Ahead of the tour, Saud Shakeel was ruled out of Pakistan's ODI squad due to an injury, with Asif Ali named as his replacement. Quinton de Kock, David Miller, Kagiso Rabada, Lungi Ngidi and Anrich Nortje were only available for the first two ODIs, before leaving South Africa's squad to play in the 2021 Indian Premier League. Pakistan's Shadab Khan injured his toe during the second ODI and was ruled out of the rest of the tour. Fakhar Zaman was named as Shadab Khan's replacement for the T20I matches.

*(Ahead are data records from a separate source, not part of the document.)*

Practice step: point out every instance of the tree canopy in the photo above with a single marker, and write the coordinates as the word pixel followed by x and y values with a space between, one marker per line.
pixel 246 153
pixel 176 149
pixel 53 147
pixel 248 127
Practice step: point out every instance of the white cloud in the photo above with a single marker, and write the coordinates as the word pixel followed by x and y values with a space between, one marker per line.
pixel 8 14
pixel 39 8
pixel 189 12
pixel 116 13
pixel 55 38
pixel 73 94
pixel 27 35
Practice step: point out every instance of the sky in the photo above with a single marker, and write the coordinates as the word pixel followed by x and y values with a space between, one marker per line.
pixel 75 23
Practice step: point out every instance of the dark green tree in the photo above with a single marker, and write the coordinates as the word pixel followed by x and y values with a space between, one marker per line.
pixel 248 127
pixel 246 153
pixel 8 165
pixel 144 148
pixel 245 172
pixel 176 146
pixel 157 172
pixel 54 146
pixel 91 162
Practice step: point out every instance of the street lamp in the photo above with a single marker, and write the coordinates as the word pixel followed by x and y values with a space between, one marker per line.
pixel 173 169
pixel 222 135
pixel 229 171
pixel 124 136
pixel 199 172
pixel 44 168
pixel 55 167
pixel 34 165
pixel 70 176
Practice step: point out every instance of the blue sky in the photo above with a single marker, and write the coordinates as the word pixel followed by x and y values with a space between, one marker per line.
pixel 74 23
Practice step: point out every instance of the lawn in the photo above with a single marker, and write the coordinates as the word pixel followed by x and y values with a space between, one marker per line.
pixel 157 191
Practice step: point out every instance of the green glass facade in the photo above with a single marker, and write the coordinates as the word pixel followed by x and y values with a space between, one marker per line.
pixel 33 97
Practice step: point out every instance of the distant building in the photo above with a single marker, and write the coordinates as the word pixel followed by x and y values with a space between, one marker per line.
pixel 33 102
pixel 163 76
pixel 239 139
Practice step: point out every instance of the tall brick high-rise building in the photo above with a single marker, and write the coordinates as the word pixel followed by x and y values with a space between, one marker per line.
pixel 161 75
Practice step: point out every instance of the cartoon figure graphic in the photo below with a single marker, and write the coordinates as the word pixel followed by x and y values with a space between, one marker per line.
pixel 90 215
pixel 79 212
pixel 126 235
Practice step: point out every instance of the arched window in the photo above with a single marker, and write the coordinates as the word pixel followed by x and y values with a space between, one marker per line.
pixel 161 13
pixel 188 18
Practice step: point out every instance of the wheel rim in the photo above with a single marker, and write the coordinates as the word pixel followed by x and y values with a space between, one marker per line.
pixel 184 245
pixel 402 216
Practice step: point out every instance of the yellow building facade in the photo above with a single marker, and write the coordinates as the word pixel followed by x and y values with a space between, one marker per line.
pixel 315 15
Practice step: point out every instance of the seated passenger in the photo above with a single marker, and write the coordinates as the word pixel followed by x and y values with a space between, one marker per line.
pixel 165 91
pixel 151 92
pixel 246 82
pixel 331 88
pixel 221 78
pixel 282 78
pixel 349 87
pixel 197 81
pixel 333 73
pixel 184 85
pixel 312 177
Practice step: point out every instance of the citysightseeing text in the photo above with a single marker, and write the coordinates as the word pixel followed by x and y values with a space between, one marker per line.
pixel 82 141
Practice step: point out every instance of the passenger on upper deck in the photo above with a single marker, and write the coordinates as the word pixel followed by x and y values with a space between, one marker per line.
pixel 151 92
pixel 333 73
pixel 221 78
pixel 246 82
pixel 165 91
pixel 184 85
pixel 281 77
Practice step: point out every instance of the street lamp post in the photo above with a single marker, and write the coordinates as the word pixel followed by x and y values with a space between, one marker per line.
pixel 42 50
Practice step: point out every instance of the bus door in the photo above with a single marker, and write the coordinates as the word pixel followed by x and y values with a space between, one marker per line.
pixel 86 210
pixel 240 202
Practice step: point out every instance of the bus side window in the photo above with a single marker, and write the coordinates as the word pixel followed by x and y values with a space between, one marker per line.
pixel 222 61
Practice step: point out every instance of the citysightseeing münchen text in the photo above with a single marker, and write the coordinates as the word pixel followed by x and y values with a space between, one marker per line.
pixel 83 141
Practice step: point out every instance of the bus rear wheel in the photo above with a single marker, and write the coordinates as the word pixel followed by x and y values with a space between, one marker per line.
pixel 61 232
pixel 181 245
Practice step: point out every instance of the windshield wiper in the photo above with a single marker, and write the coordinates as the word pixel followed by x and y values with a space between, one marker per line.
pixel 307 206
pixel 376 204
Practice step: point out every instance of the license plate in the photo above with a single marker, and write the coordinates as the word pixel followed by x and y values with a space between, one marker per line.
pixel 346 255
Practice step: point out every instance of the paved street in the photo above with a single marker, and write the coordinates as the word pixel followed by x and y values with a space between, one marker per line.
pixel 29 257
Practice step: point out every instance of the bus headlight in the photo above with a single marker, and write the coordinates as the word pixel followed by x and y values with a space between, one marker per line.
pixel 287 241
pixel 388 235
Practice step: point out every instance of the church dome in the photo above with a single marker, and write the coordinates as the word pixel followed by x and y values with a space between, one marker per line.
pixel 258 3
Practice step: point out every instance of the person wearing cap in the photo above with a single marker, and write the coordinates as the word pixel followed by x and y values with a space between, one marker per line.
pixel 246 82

Before the T20I series, South Africa's captain Temba Bavuma was ruled out of the squad after suffering a hamstring injury in the third ODI, with Heinrich Klaasen named as captain of the team in Bavuma's place. Dwaine Pretorius was also ruled out due to rib injury, and Reeza Hendricks opted out of the series for personal reasons. Aiden Markram, Andile Phehlukwayo, Daryn Dupavillon and Wiaan Mulder were added to South Africa's T20I squad.